That article is oddly presented. Remember writers don’t write the headlines and that makes them often misleading about the content of the article. The headline and sentence under the picture appear to make it seem like the article writer is complaining that cycling infrastructure is impeding disabled people’s mobility but if you read the entire article you see that it has little to do with that and more about loss of handicapped parking spaces (or people parking in them). All the proposed solutions have nothing to do with cycling as well.
Good letter though. I fully support inclusion.

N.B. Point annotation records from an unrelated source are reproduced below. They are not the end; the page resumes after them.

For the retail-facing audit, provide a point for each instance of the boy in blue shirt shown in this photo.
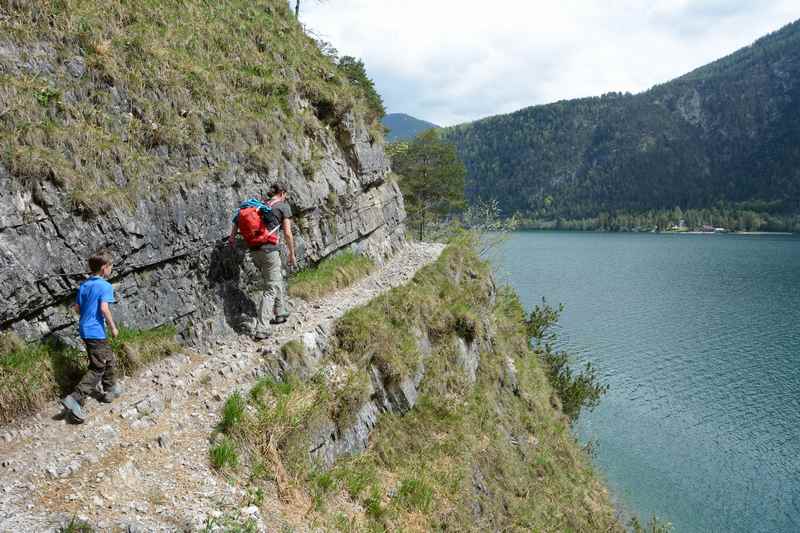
(94, 295)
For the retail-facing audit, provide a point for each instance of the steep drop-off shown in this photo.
(139, 126)
(727, 132)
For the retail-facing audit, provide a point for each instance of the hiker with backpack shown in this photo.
(260, 224)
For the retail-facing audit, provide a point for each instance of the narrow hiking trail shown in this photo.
(142, 463)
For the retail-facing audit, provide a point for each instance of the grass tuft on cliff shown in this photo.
(33, 374)
(490, 455)
(331, 274)
(114, 100)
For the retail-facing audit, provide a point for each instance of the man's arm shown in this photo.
(106, 310)
(287, 232)
(232, 236)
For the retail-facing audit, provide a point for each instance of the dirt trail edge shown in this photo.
(141, 463)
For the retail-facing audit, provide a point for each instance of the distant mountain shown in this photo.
(726, 133)
(404, 127)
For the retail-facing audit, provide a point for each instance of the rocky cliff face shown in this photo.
(171, 262)
(164, 215)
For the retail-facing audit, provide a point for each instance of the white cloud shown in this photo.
(450, 61)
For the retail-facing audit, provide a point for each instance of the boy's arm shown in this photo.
(106, 310)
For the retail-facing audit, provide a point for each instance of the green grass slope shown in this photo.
(496, 454)
(115, 99)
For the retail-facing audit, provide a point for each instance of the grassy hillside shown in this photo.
(113, 99)
(495, 454)
(725, 133)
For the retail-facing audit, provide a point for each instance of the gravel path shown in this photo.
(141, 463)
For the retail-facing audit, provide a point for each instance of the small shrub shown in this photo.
(76, 526)
(293, 351)
(224, 455)
(46, 96)
(374, 505)
(232, 413)
(575, 391)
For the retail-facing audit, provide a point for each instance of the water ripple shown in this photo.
(698, 339)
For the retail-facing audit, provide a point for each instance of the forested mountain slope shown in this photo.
(725, 133)
(404, 127)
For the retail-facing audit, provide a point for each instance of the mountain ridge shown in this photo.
(405, 127)
(723, 133)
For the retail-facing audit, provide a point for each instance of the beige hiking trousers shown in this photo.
(273, 296)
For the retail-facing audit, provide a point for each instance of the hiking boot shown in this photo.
(74, 409)
(112, 394)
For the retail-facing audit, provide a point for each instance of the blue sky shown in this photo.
(451, 61)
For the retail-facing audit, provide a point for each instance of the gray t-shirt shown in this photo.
(282, 211)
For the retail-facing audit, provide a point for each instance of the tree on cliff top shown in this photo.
(353, 69)
(432, 179)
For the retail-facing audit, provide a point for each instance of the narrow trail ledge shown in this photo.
(141, 463)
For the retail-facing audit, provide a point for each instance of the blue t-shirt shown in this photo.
(91, 294)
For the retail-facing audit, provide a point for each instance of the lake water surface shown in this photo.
(698, 337)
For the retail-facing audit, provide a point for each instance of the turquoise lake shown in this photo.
(698, 337)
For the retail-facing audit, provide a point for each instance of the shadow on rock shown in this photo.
(225, 277)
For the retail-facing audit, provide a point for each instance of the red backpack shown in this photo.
(259, 228)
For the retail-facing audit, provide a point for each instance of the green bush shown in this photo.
(415, 495)
(232, 413)
(575, 391)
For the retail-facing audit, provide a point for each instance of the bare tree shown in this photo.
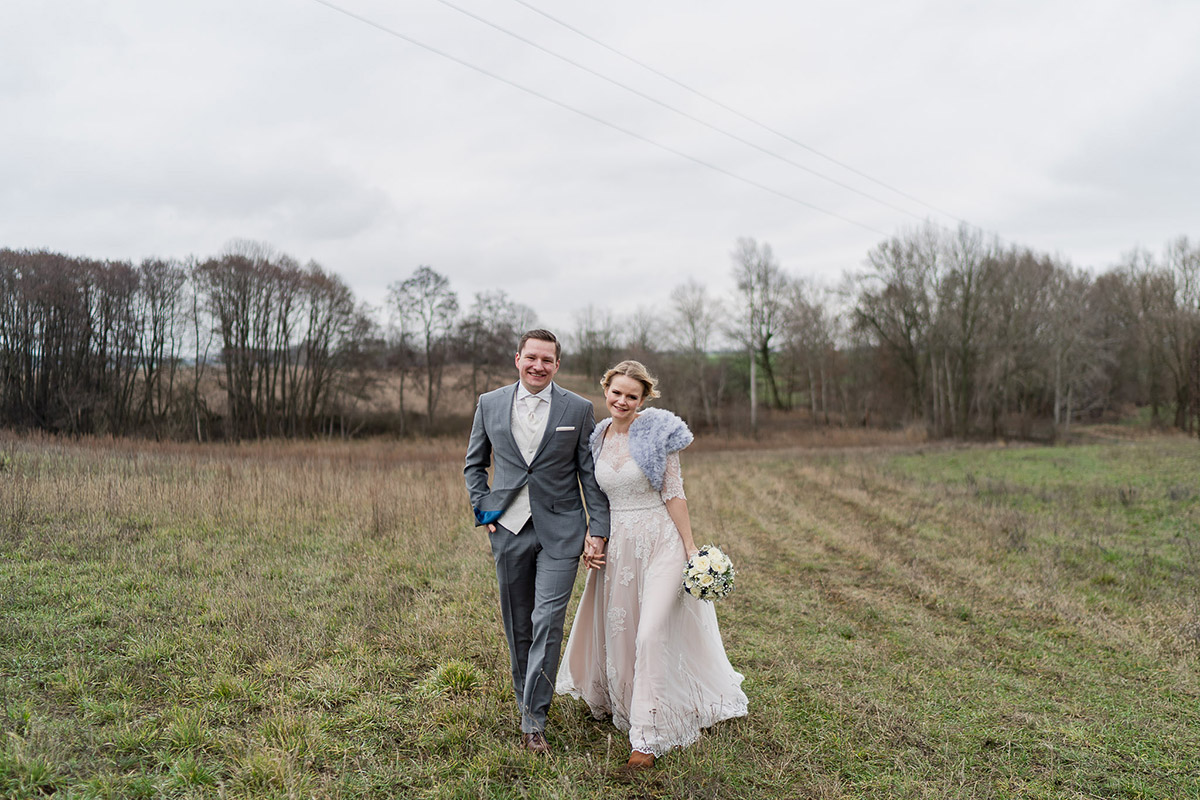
(694, 325)
(489, 334)
(426, 300)
(759, 313)
(594, 341)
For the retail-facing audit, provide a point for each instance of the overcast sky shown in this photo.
(153, 127)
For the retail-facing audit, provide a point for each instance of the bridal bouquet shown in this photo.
(708, 573)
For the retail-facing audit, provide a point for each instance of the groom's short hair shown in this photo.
(544, 336)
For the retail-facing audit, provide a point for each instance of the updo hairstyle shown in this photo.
(637, 371)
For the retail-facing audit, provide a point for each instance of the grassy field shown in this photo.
(295, 620)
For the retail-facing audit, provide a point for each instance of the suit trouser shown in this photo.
(534, 591)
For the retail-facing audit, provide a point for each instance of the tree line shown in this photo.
(945, 329)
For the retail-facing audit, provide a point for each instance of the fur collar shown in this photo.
(652, 435)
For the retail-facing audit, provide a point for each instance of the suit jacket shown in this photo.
(559, 469)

People who rely on their bike for their mobility and who have no other choice can totally relate to having limited choices and wouldn’t want the same inadvertently put on others.
If “shut up was the modus operandus of this blog, none of us who disagreed with a post would be here, including you, Karin.
This blog is very much interested in different opinions and public discourse. A few have had their comments removed because of not following the posting guidelines. These guidelines are there to encourage the discussion by people of different opinions. If they had written the same message in a different way the comment would not have been removed.
I disagree that “shut up” is the modus operandus.
“different” opinions ?
Do we have ANY suburban car loving bloggers in here ? truck drivers ? Single moms with mini-vans ? Low income folks ? Pricetags’ opinion spectrum is not very diversified. It is very narrow: mainly university trained / academic, manly white, mainly male, above average income, “progressive” aka NDP / anti-conservative. Representing say 10% of society. Where are the other 90% ?
Ha, I love the Freudian typo “manly white” .. I meant mainly white ..
One wonders what would be the outcome if the most prolific commenters took a break from multiple comments on every topic? Perhaps the ensuing room that would be created in the discussion would appear more welcoming to under-represented cohorts.
It’s hard to talk and listen simultaneously.
Allison Tom is quite right about not being able to park on 10th, where many medical offices are located. When the planning for this new bikeway came along it was repeatedly pointed out that removing parking on this stretch was not only ludicrous but vicious and cruel to those needing access to doctors and clinics that are all along this stretch.
Nevertheless, the righteous bike lobby soldiered on and city hall giggled with them as they ripped out parking for the demon cars.
[Ed: comment edited for violation of comment policy]
Nevertheless, the righteous bike lobby soldiered on and city hall giggled with them as they ripped out parking for the demon cars.
This is false and a deeply irresponsible comment. Construction is scheduled to start in 2017. A final design has not be chosen.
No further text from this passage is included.